I walked outside earlier and noticed that tonight is the most active aurora since I've been here in Alaska. It would be perfect, but for one thing - it's a full moon. The moonlight is so bright compared to the aurora light that long and/or high ISO exposures aren't going to work. This leaves me two options:
1. Mope around because these aren't the conditions I had in mind.
2. Be flexible and find the positive in the conditions I was given.
Well let's see... if I shoot away from the moon, I can use it as a fill light on the trees. And since I'm limited to short exposures anyway, how about trying a time lapse? I've been wanting to show you poor, deprived souls in the lower 48 how the aurora moves, since the still photos, beautiful as they are, don't do it justice.
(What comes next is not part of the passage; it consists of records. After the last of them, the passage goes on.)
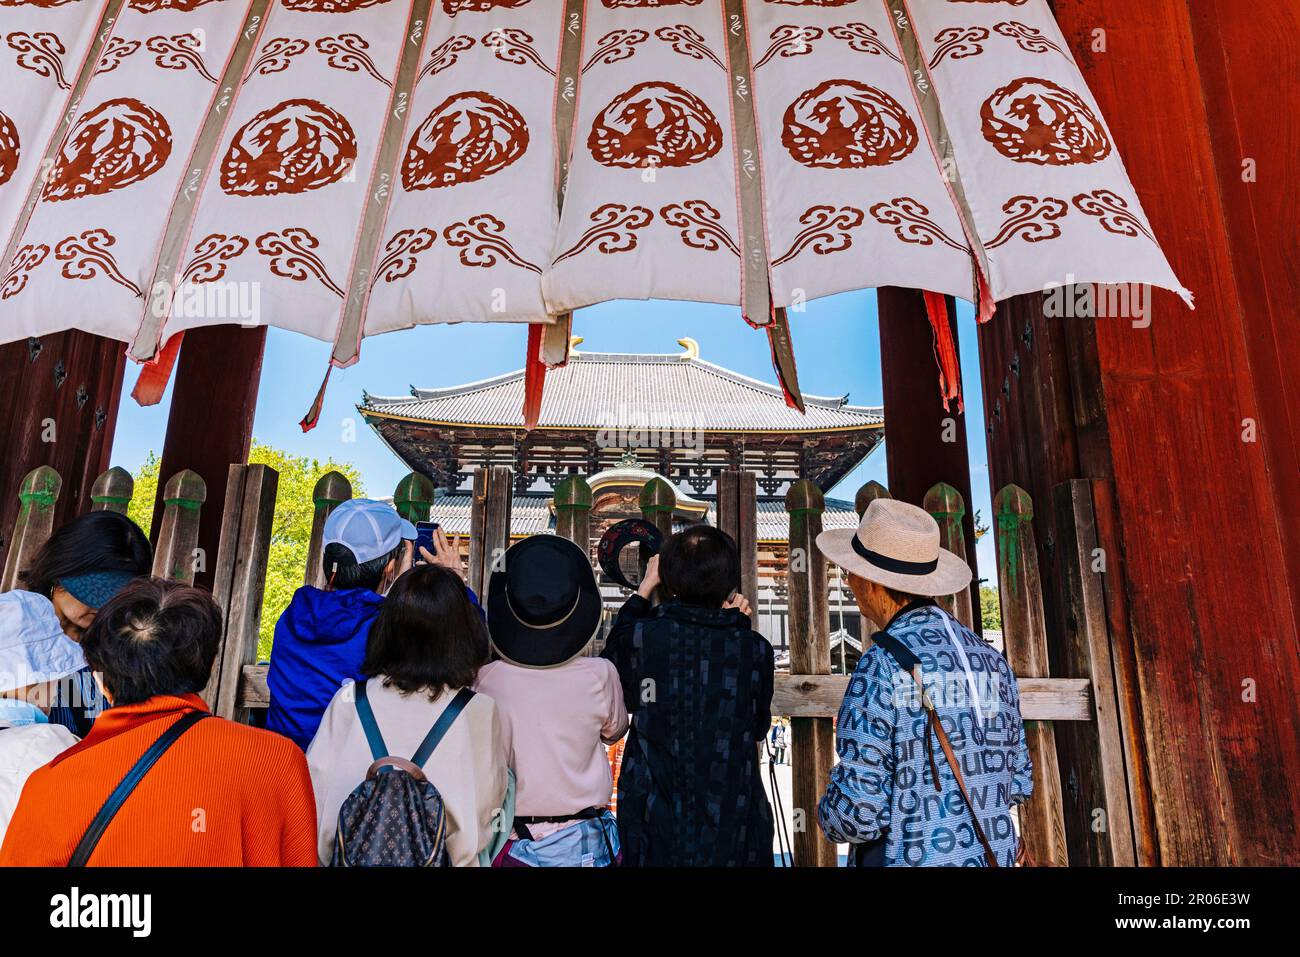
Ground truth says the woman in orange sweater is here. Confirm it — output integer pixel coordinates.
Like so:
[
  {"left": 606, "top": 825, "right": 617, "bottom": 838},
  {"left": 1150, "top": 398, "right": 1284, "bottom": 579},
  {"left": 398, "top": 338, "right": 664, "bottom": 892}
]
[{"left": 0, "top": 578, "right": 317, "bottom": 867}]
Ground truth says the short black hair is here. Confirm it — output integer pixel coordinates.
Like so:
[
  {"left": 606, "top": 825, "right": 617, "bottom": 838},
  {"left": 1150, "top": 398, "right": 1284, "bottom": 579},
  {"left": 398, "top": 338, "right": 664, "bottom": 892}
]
[
  {"left": 22, "top": 510, "right": 152, "bottom": 597},
  {"left": 363, "top": 564, "right": 488, "bottom": 699},
  {"left": 659, "top": 525, "right": 741, "bottom": 608},
  {"left": 322, "top": 542, "right": 402, "bottom": 592},
  {"left": 81, "top": 577, "right": 221, "bottom": 707}
]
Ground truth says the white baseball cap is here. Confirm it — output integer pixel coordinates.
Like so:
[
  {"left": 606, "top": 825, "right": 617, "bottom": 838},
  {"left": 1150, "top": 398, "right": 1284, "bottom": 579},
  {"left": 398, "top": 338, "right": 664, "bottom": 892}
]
[{"left": 323, "top": 499, "right": 417, "bottom": 565}]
So I set up the camera in the end of the driveway, where I had a good view of some aurora streams behind the trees, and set it to snap one 4 second exposure every 5 seconds. When the still images are used as movie frames at 30 fps, the result is an hour of real time compressed into 23 seconds of video. Equivalently, you could say this video is sped up to 150x normal speed.
I'm still pretty inexperienced with time lapse. I'd actually like to do this with only about 30x speed up, but that will have to wait for a darker night when I can use higher ISO. Or, maybe until I get a nicer camera. And oh, a wider angle lens would be amazing. Hopefully I can make that one happen before too long.